Is it August already? It feels like an age has passed since I wrote to you. Back in July, I was meant to leave my job, rent out my flat and fly to San Francisco to spend 3 months with my boyfriend who lives there. I had been planning the trip since January, and the idea was to get to know the US and the state of California ahead of hopefully applying for a visa once back in the UK and making a permanent move in 2021.
The Covid-19 happened.
The borders to the USA shut, and I was trapped. At first, I wasn't worried, I fully subscribed to the power of positive thought and visualised myself out there, with him, on the 21st July. Time ticked on and I went through all the motions of tying up loose ends at work, packing up my life and preparing to go spend 3 months exploring and working on ideas for the future. As you may have seen, I wrote several articles in the media about what it has been like being in a long-distance relationship at this time (you can read one in Glamour here and Refinery 29 here) and I was feeling sure that things would sort themselves out.
But as the weeks went by I got more and more stressed and anxious, and from the end of June, I sort of hit a mental road block. I was in limbo, couldn't move forward, couldn't more back. I stopped writing this blog and almost lost interest in my huge plans for the future as I couldn't see ahead of me. On Friday 17th July, what would have been my last day at work, I finally had to admit defeat and cancel my fight to get a voucher I could use at a later date. I had to then move out of my home that weekend back down to my parent's house to make way for the tenants I had signed a contract with back in May. Thankfully my job was amazing and let me stay on, and I had my parents to go to or I would have been unemployed and homeless that weekend. Fun huh! Not the incredible California summer I'd been dreaming of.
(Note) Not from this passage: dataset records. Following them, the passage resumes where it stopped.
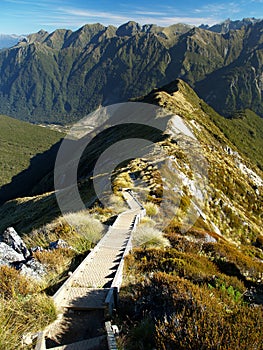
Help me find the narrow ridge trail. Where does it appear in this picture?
[35,189,145,350]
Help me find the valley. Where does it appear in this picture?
[0,18,263,350]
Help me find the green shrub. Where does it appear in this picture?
[133,226,170,248]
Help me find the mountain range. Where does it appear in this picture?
[0,19,263,124]
[0,79,263,350]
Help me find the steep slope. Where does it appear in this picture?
[0,80,263,350]
[0,115,63,187]
[0,21,263,124]
[1,80,262,246]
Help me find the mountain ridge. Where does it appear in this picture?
[0,21,263,124]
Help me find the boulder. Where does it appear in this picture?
[0,242,25,265]
[3,227,30,259]
[19,259,47,282]
[49,239,70,249]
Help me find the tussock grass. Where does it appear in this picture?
[0,294,57,350]
[0,266,57,350]
[143,202,159,217]
[133,226,170,248]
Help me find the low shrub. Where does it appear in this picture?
[133,226,170,248]
[143,202,159,217]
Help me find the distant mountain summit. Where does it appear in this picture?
[0,19,263,124]
[202,17,261,34]
[0,34,24,49]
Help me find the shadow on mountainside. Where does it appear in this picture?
[0,140,65,205]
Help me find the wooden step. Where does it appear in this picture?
[52,335,108,350]
[60,287,109,310]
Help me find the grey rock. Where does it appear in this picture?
[31,246,45,253]
[204,233,217,243]
[3,227,30,259]
[0,242,25,265]
[19,259,46,281]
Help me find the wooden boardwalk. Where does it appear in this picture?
[36,190,145,350]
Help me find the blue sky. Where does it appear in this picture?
[0,0,263,34]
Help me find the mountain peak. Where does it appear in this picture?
[116,21,142,36]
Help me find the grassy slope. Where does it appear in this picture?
[0,115,63,187]
[203,105,263,170]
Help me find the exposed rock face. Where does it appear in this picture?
[0,242,25,266]
[3,227,30,259]
[0,227,46,280]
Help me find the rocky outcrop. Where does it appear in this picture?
[3,227,31,259]
[0,227,46,280]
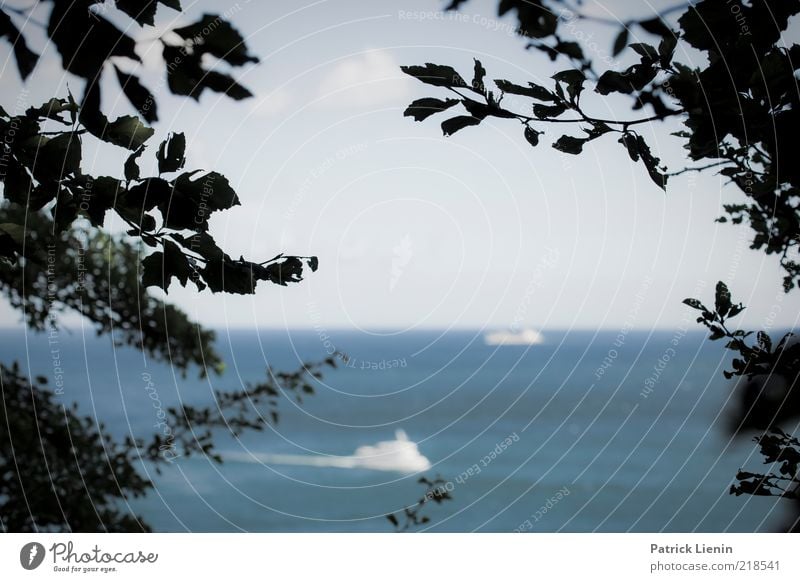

Since moving back home, I have felt a lot less stressed but my creative juice and motivational drive has been drained dry. I still feel like I'm in limbo and it is taking me a while to figure out how to move forward whilst also standing still, waiting. As everyone in the world knows, uncertainty is horrible and we are all living with it right now as we wait for an end to this unbelievable situation we find ourselves in.
Work-wise, there is still a lot of uncertainty about when I'll be leaving and understandably they will need an official 'end date' from me soon even though I still have no idea if/when I'll be able to go. I am hoping mid-October...maybe...? But really it's anyone's guess. But today, I am going on holiday to relax and reset. I will be spending 6 days in Cyprus, my home from home since I was 12 years old I cannot wait to just switch off, recharge. Flying might be a bit scary, but I am armed with masks, anti-bac gel and wipes and a negative Covid test (a requirement for flights to the island) so get me on that plane.
I will hopefully be back raring to go with fresh ideas for content and a rejuvenated mindset. Probably a bit fatter too due to all the pitta bread and rose wine, but I'll take that as a worthy bargain.